Massive Network Traffic Caused by large Map Output

Problem 3 – Massive Network Traffic Caused by large Map Output

Large output from the Map phase can cause longer I/O and data transfer time, and in worst cases can raise exceptions, if all the I/O throughput channels are saturated or if network bandwidth is exhausted.

We can identify this issue with high values in below job counters.

• Job counters: FILE_BYTES_WRITTEN, FILE_BYTES_READ, Combine Input Records

• Possible exceptions: java.io.IOException

Solution 3.1: Compress Map Output

If Map Output is very large, it is always recommended to use compression techniques to reduce the size of intermediate data. By default, Map Output is not compressed but we can enable by setting below properties to true.

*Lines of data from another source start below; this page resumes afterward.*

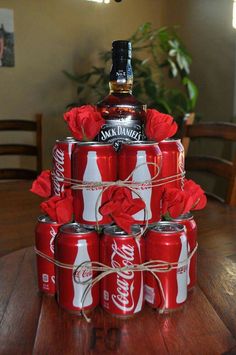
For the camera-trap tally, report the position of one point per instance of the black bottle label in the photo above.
(119, 131)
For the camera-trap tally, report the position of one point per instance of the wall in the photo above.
(206, 28)
(54, 35)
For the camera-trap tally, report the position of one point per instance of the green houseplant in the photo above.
(161, 66)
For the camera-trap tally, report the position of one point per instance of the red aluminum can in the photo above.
(45, 233)
(167, 241)
(62, 152)
(133, 157)
(188, 221)
(92, 162)
(122, 292)
(76, 245)
(172, 163)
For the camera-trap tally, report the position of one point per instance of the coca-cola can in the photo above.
(167, 242)
(140, 162)
(45, 233)
(62, 153)
(188, 221)
(76, 246)
(173, 167)
(92, 163)
(122, 291)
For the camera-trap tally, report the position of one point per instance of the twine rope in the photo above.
(132, 185)
(153, 266)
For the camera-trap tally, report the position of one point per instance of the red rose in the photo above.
(176, 202)
(58, 208)
(42, 186)
(159, 126)
(84, 122)
(121, 206)
(197, 194)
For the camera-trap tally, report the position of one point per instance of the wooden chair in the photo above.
(22, 149)
(211, 164)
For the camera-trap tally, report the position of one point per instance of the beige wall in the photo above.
(206, 27)
(61, 34)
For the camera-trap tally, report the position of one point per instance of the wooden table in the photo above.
(33, 323)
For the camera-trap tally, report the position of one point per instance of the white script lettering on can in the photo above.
(53, 234)
(59, 160)
(124, 256)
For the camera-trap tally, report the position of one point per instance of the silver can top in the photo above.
(66, 140)
(168, 227)
(46, 219)
(94, 144)
(116, 231)
(183, 217)
(74, 228)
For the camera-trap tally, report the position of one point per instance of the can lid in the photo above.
(67, 139)
(94, 144)
(168, 227)
(46, 219)
(74, 228)
(183, 217)
(118, 232)
(170, 140)
(140, 143)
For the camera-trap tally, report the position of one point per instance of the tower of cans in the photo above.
(77, 244)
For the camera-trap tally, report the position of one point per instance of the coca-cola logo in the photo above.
(83, 273)
(91, 186)
(123, 293)
(58, 170)
(53, 234)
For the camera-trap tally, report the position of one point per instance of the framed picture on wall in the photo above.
(7, 56)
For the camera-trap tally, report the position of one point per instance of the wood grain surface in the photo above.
(32, 323)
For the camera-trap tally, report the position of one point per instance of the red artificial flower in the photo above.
(176, 202)
(59, 208)
(197, 194)
(159, 125)
(42, 186)
(121, 206)
(84, 122)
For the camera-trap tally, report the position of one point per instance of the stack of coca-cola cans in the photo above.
(76, 246)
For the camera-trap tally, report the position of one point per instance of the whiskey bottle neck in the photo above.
(121, 76)
(124, 88)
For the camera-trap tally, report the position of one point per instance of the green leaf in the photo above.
(192, 91)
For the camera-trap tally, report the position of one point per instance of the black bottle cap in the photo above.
(121, 49)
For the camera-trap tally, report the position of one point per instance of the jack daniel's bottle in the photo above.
(124, 115)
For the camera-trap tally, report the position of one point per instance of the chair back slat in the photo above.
(221, 130)
(22, 149)
(216, 165)
(18, 149)
(17, 125)
(17, 174)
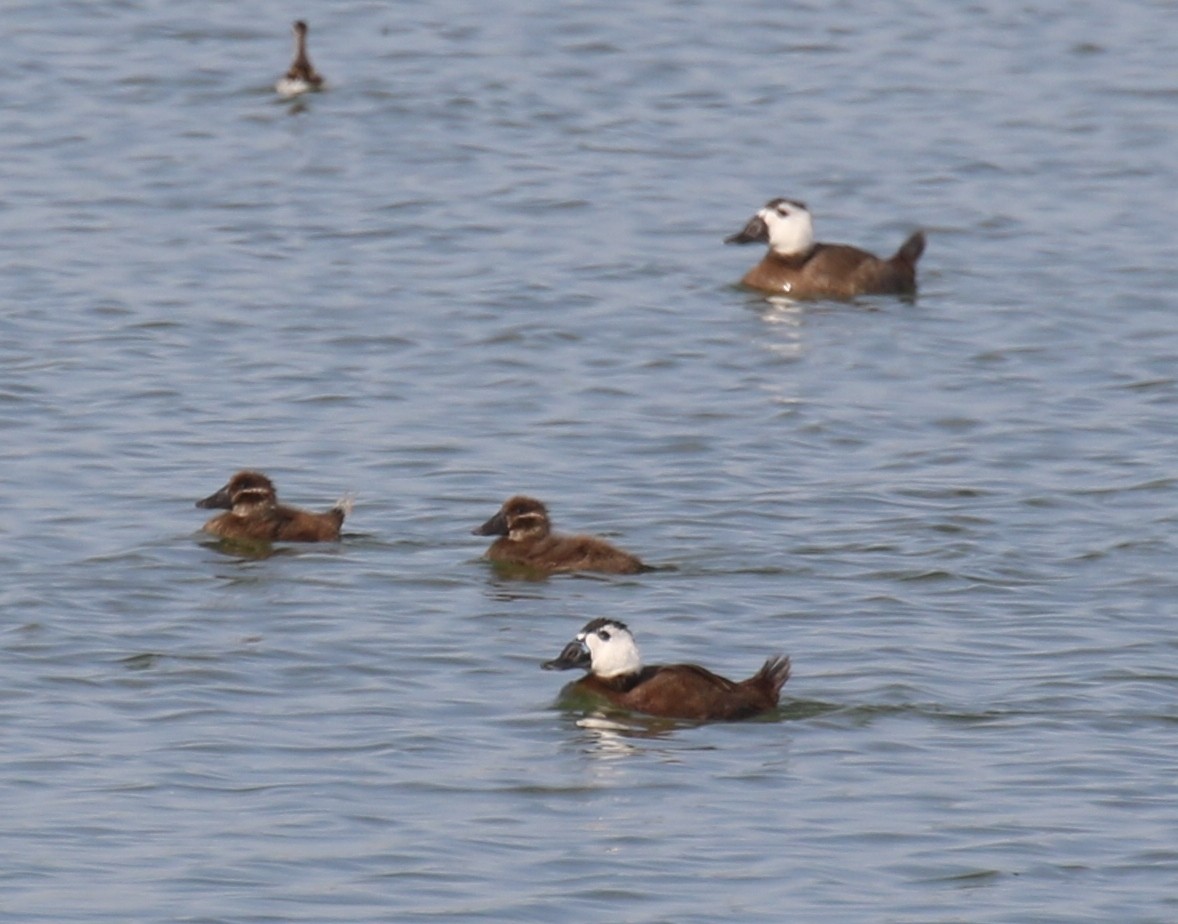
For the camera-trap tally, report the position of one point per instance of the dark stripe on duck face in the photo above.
(574, 654)
(754, 232)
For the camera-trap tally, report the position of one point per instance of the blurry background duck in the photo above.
(300, 77)
(607, 649)
(255, 514)
(799, 268)
(527, 539)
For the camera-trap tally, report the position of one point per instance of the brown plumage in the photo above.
(606, 647)
(300, 77)
(527, 539)
(255, 514)
(799, 268)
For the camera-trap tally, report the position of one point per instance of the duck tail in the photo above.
(773, 675)
(910, 250)
(344, 506)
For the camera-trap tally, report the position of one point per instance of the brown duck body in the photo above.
(300, 77)
(690, 692)
(838, 271)
(525, 539)
(798, 266)
(255, 514)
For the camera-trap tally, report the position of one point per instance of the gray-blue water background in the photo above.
(489, 261)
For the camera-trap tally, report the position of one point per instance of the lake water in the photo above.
(489, 261)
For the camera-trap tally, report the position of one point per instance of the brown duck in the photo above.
(527, 539)
(255, 514)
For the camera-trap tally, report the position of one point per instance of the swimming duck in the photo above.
(607, 648)
(302, 77)
(527, 539)
(799, 268)
(255, 514)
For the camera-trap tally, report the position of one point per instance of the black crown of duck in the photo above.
(300, 77)
(256, 514)
(527, 539)
(616, 674)
(798, 266)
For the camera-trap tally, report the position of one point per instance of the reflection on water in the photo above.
(487, 257)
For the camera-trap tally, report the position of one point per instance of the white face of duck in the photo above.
(789, 226)
(613, 651)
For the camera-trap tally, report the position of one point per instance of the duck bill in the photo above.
(754, 232)
(575, 654)
(220, 500)
(497, 526)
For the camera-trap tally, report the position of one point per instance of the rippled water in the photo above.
(489, 261)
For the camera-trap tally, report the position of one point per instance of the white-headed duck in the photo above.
(616, 673)
(799, 268)
(300, 77)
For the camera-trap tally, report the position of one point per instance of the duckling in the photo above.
(799, 268)
(302, 77)
(606, 647)
(527, 539)
(255, 514)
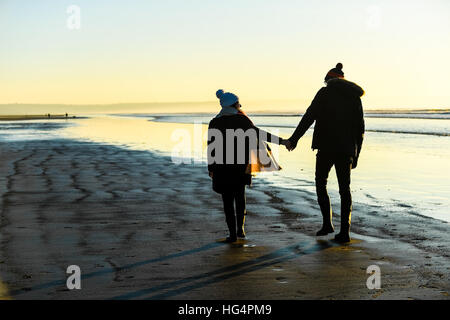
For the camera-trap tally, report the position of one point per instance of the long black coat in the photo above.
(338, 113)
(228, 176)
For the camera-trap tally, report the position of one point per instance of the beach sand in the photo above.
(141, 227)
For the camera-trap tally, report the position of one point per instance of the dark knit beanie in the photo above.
(335, 72)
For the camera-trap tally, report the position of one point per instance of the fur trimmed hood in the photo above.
(345, 85)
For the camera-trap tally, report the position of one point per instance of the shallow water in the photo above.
(398, 172)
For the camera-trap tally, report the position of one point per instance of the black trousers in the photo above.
(342, 164)
(234, 218)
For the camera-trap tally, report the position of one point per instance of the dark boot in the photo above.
(344, 235)
(231, 223)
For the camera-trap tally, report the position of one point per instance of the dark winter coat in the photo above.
(338, 113)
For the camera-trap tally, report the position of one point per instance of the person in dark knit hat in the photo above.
(338, 135)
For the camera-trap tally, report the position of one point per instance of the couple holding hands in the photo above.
(338, 135)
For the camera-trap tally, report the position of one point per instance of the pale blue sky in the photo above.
(145, 51)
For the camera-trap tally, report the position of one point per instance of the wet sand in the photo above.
(141, 227)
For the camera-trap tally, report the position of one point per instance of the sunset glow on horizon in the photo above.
(166, 51)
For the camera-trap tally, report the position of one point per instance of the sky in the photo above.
(267, 52)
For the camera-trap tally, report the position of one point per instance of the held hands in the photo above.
(289, 144)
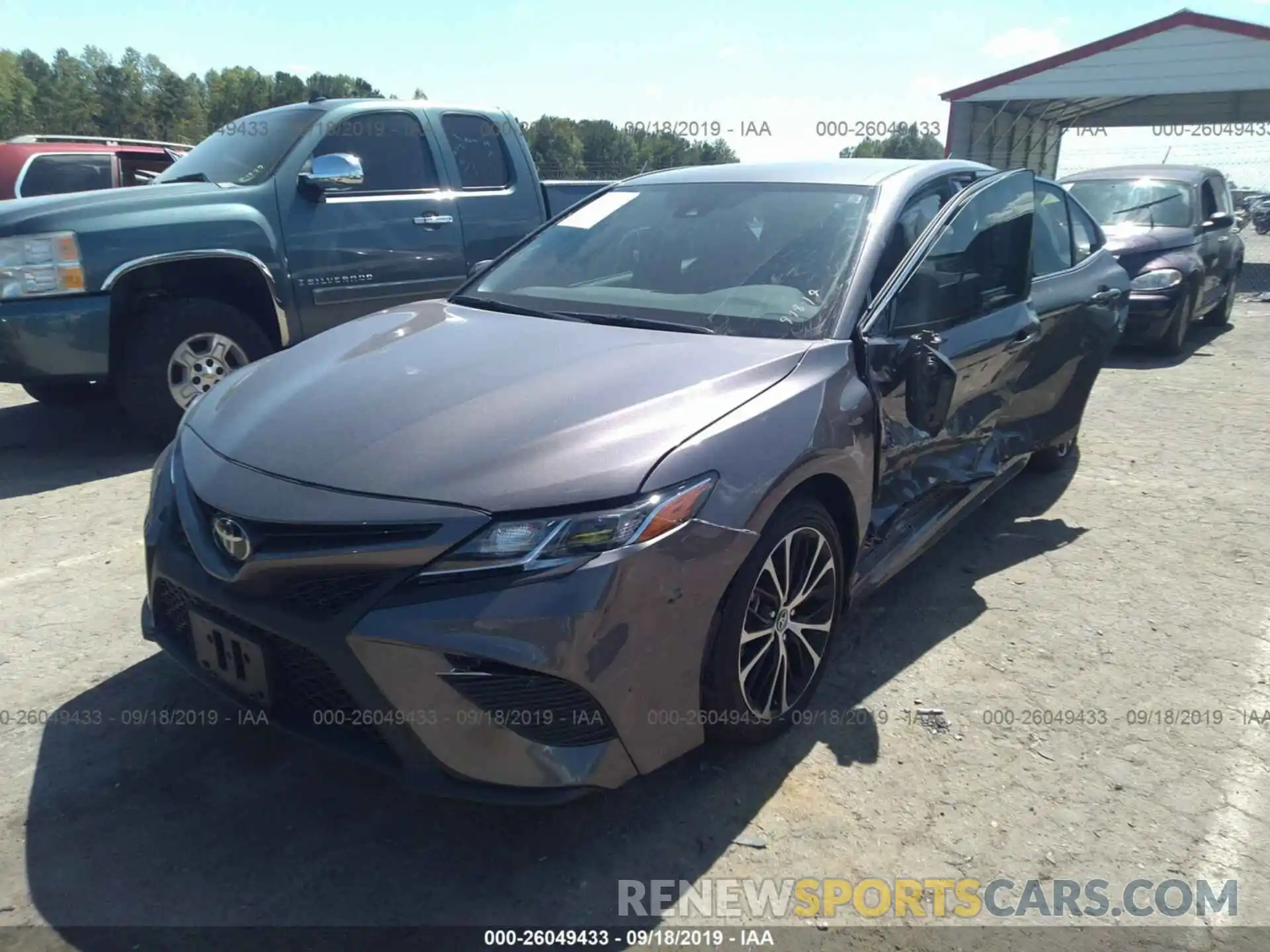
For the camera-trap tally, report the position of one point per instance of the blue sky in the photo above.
(789, 63)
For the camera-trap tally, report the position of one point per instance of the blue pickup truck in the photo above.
(273, 229)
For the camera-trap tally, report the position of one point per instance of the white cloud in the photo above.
(1024, 44)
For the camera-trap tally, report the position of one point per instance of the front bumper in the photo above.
(1151, 313)
(586, 680)
(55, 339)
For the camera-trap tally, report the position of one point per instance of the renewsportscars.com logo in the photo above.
(919, 899)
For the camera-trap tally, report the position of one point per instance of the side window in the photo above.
(980, 263)
(1208, 200)
(1223, 196)
(479, 151)
(393, 149)
(1086, 238)
(1052, 235)
(911, 222)
(56, 175)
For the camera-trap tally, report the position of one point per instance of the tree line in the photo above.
(140, 97)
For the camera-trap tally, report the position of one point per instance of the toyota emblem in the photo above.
(232, 537)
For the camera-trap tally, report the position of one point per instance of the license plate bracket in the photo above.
(230, 658)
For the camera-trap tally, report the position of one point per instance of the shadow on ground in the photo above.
(238, 825)
(50, 447)
(1147, 358)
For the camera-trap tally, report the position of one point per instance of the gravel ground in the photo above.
(1137, 582)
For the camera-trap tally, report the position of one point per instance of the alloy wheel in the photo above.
(788, 622)
(200, 364)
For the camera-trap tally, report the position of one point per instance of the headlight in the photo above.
(1158, 280)
(33, 266)
(540, 543)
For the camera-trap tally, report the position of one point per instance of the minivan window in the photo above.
(58, 175)
(751, 259)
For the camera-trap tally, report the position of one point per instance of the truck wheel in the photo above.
(179, 349)
(69, 394)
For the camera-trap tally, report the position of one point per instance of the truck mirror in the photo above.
(334, 172)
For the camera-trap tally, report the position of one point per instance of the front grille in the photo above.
(329, 596)
(302, 684)
(312, 597)
(538, 707)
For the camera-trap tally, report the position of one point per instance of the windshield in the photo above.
(245, 151)
(751, 259)
(1146, 202)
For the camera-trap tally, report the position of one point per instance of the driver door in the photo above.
(940, 340)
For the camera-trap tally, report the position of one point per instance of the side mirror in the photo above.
(334, 172)
(930, 380)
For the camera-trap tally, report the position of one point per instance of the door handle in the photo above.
(1024, 334)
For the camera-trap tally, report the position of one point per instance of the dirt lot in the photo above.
(1137, 583)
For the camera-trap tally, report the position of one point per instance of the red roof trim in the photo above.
(1183, 18)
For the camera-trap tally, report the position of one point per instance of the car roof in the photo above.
(1175, 173)
(832, 172)
(38, 147)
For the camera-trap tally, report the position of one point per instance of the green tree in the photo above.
(287, 88)
(17, 98)
(73, 100)
(556, 147)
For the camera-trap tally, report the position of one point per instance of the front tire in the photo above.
(775, 626)
(179, 349)
(69, 394)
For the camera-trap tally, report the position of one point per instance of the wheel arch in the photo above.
(234, 277)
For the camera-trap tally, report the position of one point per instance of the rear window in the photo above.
(56, 175)
(479, 151)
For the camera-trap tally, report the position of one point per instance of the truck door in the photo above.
(392, 240)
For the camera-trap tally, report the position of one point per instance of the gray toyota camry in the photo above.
(614, 496)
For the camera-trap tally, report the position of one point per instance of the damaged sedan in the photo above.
(613, 498)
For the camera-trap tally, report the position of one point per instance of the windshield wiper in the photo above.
(491, 305)
(616, 320)
(1148, 205)
(621, 320)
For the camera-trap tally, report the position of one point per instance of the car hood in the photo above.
(1138, 240)
(74, 208)
(451, 404)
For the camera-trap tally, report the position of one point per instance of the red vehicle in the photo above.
(48, 165)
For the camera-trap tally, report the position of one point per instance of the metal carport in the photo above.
(1183, 69)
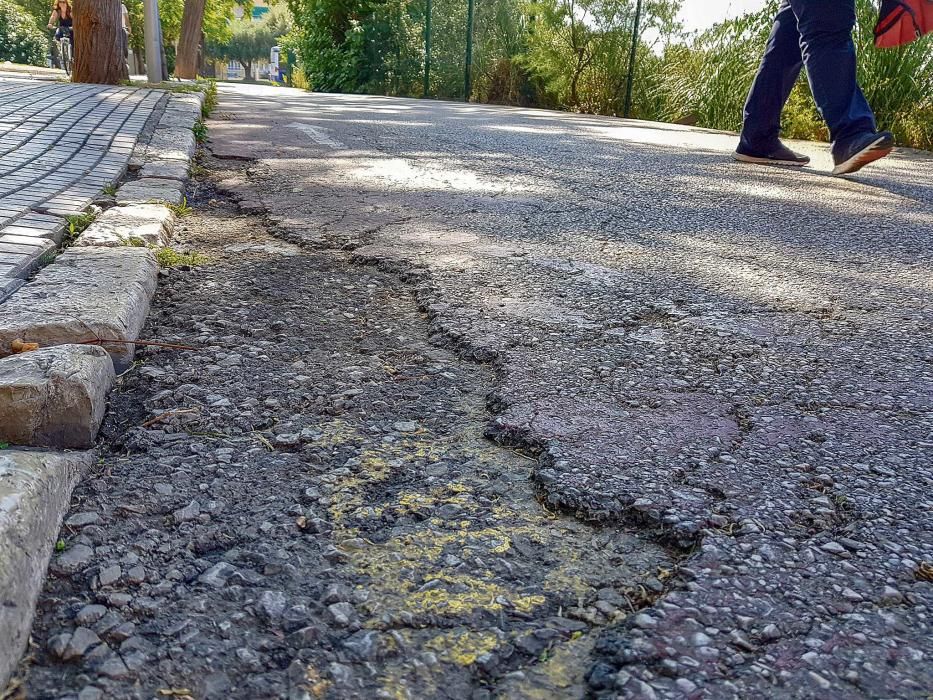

mapreduce.map.output.compress
false
mapreduce.map.output.compress.codec
org.apache.hadoop.io.compress.DefaultCodec
Below is the code snippet to enable gzip map output compression in our job:

1
2
3
4
5
6

Configuration conf = new Configuration();
conf.setBoolean("mapreduce.map.output.compress", true);
conf.setClass("mapreduce.map.output.compress.codec", GzipCodec.class,
CompressionCodec.class);
Job job = new Job(conf);
Solution 3.2: Implement a Combiner

We can also reduce the network I/O caused by Map Output by implementing Combiner if aggregate operation follows commutative and associative rule.